Nascosto sotto il livello del suolo e interamente scavato nel cuore del tufo, il complesso delle Catacombe di Ponte della Lama si rivela come un vero e proprio archivio di pietra della comunità canosina tra il IV e il VI secolo. Questa necropoli sotterranea si snoda attraverso un fitto reticolo di gallerie, arcosoli e loculi che per secoli hanno custodito le spoglie dei primi cristiani della regione. Ciò che rende questo sito straordinario è la sua eccezionale estensione e la presenza di iscrizioni grafite e affreschi ancora visibili sulle pareti, che offrono uno spaccato intimo e suggestivo sulla spiritualità di una comunità che ha reso Canosa il fulcro religioso della Puglia antica. Si tratta di un viaggio nel silenzio della storia che permette di toccare con mano le radici profonde della nostra identità territoriale.

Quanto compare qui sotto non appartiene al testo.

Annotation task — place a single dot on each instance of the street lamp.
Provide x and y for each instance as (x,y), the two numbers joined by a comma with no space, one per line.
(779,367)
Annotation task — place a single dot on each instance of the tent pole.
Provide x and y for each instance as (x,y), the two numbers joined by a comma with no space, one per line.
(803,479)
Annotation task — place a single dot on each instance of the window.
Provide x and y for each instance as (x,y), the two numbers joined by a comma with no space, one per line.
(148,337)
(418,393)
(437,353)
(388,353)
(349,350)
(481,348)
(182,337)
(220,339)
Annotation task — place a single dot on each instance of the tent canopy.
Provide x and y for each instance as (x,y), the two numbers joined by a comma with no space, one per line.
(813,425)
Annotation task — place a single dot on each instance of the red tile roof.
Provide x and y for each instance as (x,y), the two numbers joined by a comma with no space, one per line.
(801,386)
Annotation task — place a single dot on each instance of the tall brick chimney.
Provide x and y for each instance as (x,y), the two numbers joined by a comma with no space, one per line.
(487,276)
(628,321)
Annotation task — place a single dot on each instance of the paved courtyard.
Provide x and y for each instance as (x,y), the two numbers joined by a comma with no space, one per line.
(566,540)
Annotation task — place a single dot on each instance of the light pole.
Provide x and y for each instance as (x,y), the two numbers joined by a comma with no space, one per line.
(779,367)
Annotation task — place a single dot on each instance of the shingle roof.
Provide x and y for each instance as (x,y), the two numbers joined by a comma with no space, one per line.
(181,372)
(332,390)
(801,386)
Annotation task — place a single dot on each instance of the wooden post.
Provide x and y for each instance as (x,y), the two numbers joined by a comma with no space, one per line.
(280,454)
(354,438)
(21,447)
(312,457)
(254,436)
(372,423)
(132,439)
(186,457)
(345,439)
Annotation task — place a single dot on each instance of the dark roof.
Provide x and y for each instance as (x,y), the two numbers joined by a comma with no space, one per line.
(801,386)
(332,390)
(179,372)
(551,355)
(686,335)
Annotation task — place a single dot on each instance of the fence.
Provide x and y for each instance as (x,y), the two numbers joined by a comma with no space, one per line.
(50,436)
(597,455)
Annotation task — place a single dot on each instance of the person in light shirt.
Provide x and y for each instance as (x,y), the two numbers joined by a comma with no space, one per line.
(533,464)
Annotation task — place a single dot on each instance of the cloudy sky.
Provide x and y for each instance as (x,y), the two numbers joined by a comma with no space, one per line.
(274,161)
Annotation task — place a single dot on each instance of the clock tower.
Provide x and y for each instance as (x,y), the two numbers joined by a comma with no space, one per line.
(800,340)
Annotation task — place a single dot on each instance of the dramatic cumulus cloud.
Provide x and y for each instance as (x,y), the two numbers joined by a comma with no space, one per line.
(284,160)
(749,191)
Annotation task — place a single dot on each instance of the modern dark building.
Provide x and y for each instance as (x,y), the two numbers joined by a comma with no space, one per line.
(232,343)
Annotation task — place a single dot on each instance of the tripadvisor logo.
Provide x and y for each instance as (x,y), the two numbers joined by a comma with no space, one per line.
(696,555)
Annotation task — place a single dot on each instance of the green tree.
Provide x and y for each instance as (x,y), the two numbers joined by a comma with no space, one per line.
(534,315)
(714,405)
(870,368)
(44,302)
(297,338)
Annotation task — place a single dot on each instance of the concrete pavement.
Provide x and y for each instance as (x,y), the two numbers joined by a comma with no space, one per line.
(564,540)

Cos’è il Premio Francovich e perché è così importante?

Istituito dalla SAMI (Società degli Archeologi Medievisti Italiani) in memoria del celebre professor Riccardo Francovich, questo premio viene assegnato ogni anno al parco o museo archeologico capace di realizzare il “miracolo” della divulgazione: unire il massimo rigore scientifico a un linguaggio capace di arrivare al cuore di tutti, non solo degli specialisti. Vincere il Premio Francovich 2025 significa essere riconosciuti come il modello di riferimento in Italia per come si comunica l’archeologia oggi. La giuria di esperti, presieduta dal prof. Paul Arthur dell’Università del Salento, ha validato una candidatura che ha saputo trasformare i ruderi in un racconto vivo, accessibile e appassionante.

Una vittoria di comunità: dalla Puglia a Firenze

“Questo premio è la prova che Canosa è entrata nel cuore dei cittadini”, ha commentato con emozione il Presidente della Fondazione Archeologica Canosina, Sergio Fontana. Un sentimento condiviso dal prof. Giuliano Volpe, curatore della candidatura, che vede in questo risultato la vittoria della “storia che si fa futuro”. Il gran finale di questa avventura si terrà il 27 febbraio 2026 a Firenze, nella prestigiosa cornice di “tourismA”. Al Palacongressi, davanti a una platea internazionale, Canosa verrà premiata ufficialmente come regina dell’archeologia italiana, portando sul palco non solo i suoi tesori, ma l’orgoglio di una Puglia che sa valorizzare le proprie radici.